She heard him but deliberately didn’t answer. She watched her baby, ready to pounce whenever Mari let out the first scream. Mari hadn’t been this good since she’d been born.

“A couple of chicken breasts, marinated and broiled? Does that sound good for dinner?”

Laura brandished the corkscrew and flashed a brilliant smile. “I
knew
I had one, but I haven’t had anything alcoholic in so long…” She could hardly wait to hand him the bottle. He’d
have
to give Mari back while he uncorked it; no one could do that with only one hand…but he managed, flipping Mari over his shoulder like a sack of potatoes. The baby gurgled, oblivious of her mother’s look of horror.

“Wineglasses?”

She found one for him. He reached into the cupboard and took down a second glass, filled both, wandered to the window with the baby, and stared out at his bashed-in car.
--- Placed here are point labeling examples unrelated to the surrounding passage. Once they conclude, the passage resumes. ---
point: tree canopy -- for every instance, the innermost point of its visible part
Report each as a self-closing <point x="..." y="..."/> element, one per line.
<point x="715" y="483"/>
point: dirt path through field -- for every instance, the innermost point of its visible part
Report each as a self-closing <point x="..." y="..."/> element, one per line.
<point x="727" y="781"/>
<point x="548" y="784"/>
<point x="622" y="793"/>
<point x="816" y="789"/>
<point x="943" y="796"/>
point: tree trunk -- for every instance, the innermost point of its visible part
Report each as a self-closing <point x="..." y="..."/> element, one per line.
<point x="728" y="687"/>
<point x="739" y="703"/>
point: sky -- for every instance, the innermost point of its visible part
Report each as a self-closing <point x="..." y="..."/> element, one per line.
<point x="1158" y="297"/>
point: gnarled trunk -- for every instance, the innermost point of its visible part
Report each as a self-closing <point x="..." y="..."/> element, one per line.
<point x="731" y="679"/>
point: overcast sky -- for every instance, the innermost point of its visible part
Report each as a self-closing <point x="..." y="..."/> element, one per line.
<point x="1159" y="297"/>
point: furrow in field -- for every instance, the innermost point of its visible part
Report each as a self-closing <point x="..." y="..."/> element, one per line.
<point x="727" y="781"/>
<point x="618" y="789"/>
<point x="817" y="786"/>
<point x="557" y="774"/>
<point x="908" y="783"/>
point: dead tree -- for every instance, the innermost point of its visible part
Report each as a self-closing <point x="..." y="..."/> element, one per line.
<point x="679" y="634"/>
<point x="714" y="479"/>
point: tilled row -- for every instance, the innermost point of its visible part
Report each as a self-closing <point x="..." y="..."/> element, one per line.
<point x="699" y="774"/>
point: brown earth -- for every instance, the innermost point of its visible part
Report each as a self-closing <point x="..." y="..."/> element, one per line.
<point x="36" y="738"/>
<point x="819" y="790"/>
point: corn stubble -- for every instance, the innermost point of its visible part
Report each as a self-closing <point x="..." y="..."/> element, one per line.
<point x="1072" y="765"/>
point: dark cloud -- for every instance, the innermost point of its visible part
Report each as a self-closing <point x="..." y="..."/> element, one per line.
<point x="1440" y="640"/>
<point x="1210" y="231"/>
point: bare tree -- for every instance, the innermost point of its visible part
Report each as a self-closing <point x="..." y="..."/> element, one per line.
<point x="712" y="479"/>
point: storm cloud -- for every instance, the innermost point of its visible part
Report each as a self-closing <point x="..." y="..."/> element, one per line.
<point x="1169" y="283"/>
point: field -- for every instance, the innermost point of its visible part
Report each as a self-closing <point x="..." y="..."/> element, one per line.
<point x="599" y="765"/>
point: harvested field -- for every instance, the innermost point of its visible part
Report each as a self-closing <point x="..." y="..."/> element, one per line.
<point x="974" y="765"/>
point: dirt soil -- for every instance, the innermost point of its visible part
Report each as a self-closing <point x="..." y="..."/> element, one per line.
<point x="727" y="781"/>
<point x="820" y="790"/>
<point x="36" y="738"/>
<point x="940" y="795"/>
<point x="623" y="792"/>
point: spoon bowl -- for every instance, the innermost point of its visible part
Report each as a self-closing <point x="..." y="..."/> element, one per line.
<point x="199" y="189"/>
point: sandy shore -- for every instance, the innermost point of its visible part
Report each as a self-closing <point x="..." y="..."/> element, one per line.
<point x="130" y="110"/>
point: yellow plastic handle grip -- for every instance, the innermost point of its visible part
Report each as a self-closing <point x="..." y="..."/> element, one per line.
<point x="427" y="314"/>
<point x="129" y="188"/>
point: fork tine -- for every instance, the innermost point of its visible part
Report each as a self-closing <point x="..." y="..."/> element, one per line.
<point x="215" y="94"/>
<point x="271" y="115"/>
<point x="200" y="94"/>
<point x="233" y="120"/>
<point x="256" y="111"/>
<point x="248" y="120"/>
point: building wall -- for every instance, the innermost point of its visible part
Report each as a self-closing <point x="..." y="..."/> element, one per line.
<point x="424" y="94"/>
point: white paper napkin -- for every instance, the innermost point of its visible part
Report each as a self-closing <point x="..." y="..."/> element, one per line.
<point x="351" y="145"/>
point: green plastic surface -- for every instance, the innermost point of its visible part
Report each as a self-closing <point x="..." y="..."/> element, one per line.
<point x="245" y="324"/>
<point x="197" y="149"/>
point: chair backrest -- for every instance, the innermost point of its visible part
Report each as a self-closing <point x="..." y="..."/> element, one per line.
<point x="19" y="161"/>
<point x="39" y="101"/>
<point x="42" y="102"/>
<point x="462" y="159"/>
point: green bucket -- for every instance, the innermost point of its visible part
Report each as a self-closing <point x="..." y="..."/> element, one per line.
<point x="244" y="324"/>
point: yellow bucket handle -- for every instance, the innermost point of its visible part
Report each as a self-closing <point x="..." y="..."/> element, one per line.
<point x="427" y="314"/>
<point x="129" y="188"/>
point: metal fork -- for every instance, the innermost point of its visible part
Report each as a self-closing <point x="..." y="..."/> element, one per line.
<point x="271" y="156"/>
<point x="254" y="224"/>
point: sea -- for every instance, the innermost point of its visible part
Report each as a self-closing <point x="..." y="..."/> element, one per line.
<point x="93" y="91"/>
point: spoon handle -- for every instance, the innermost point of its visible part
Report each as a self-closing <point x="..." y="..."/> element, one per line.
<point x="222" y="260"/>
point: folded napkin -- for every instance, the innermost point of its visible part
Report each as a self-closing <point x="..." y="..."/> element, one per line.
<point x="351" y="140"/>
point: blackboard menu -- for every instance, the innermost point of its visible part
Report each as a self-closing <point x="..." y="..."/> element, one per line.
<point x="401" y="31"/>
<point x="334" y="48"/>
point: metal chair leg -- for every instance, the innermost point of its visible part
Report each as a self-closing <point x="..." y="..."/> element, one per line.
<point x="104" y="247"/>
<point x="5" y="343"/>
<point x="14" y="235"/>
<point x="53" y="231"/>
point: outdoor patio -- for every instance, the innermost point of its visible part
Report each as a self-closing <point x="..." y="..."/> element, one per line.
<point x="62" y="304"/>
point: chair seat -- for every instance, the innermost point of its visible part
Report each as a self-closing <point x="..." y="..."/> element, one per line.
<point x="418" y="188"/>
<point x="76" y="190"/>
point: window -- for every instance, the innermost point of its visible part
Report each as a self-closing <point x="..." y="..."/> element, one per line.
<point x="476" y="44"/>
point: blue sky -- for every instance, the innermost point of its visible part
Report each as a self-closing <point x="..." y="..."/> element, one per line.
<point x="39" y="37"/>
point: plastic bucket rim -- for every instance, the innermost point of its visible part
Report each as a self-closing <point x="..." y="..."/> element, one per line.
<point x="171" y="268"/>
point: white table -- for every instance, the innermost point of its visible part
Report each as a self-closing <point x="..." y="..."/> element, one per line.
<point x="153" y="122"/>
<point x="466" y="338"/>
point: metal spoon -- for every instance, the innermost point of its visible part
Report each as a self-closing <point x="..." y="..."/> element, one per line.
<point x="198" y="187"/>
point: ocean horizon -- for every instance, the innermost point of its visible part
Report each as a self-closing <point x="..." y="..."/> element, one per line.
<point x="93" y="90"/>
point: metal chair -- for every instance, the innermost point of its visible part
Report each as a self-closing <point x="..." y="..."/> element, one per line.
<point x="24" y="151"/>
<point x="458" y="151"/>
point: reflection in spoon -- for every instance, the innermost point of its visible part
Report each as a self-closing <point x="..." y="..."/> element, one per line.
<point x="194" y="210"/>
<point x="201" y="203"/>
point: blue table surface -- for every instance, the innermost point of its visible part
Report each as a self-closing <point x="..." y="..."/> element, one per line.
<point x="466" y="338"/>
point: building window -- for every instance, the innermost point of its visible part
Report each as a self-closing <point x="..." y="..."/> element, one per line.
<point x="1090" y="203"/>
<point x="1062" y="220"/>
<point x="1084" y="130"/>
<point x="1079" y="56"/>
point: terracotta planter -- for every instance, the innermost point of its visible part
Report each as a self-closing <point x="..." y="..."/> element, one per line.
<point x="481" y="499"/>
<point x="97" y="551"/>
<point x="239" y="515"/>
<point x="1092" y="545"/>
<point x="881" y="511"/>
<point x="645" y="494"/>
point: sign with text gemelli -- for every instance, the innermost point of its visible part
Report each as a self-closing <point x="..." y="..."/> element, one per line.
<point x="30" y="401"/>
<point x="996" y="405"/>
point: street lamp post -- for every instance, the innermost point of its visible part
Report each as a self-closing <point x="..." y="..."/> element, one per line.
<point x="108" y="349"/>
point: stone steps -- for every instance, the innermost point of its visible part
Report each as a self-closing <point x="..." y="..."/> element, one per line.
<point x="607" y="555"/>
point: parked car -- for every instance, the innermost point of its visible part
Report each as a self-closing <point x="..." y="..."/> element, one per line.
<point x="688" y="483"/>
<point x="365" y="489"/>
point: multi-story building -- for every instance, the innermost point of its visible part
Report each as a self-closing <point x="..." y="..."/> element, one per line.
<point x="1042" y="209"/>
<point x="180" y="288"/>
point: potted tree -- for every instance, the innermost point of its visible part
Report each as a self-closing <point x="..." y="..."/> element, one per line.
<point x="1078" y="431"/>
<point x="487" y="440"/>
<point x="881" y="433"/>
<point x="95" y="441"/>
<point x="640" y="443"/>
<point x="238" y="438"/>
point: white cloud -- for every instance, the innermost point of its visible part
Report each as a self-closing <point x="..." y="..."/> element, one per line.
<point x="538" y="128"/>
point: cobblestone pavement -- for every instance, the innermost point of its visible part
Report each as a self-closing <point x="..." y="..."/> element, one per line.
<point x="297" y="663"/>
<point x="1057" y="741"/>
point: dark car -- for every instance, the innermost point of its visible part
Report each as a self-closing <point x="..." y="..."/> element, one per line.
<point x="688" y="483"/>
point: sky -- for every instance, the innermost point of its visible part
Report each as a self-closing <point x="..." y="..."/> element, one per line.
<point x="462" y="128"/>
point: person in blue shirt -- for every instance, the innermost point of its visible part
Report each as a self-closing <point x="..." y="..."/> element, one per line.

Laura sighed mentally. “Would you like to stay for dinner?”

“Thank you, yes.”

Whether he knew it or not, she thought darkly, she wasn’t letting him manipulate her, bashed-in car or no. For keeping Mari happy, she would have given him fortunes. Dinner was cheaper.

 

An hour later, Laura peeked nervously under the kitchen table. Mari was settled in the triangle of Owen’s crossed knee.

“Laura. She’s
fine.

“I don’t understand it. She’s not crying. She
always
cries when I try to eat dinner.” Laura’s face peeked over the edge of the table. “Did I tell you that dinner was delicious?”

“Four times.”

“How did a bachelor from a large family learn to cook like that?”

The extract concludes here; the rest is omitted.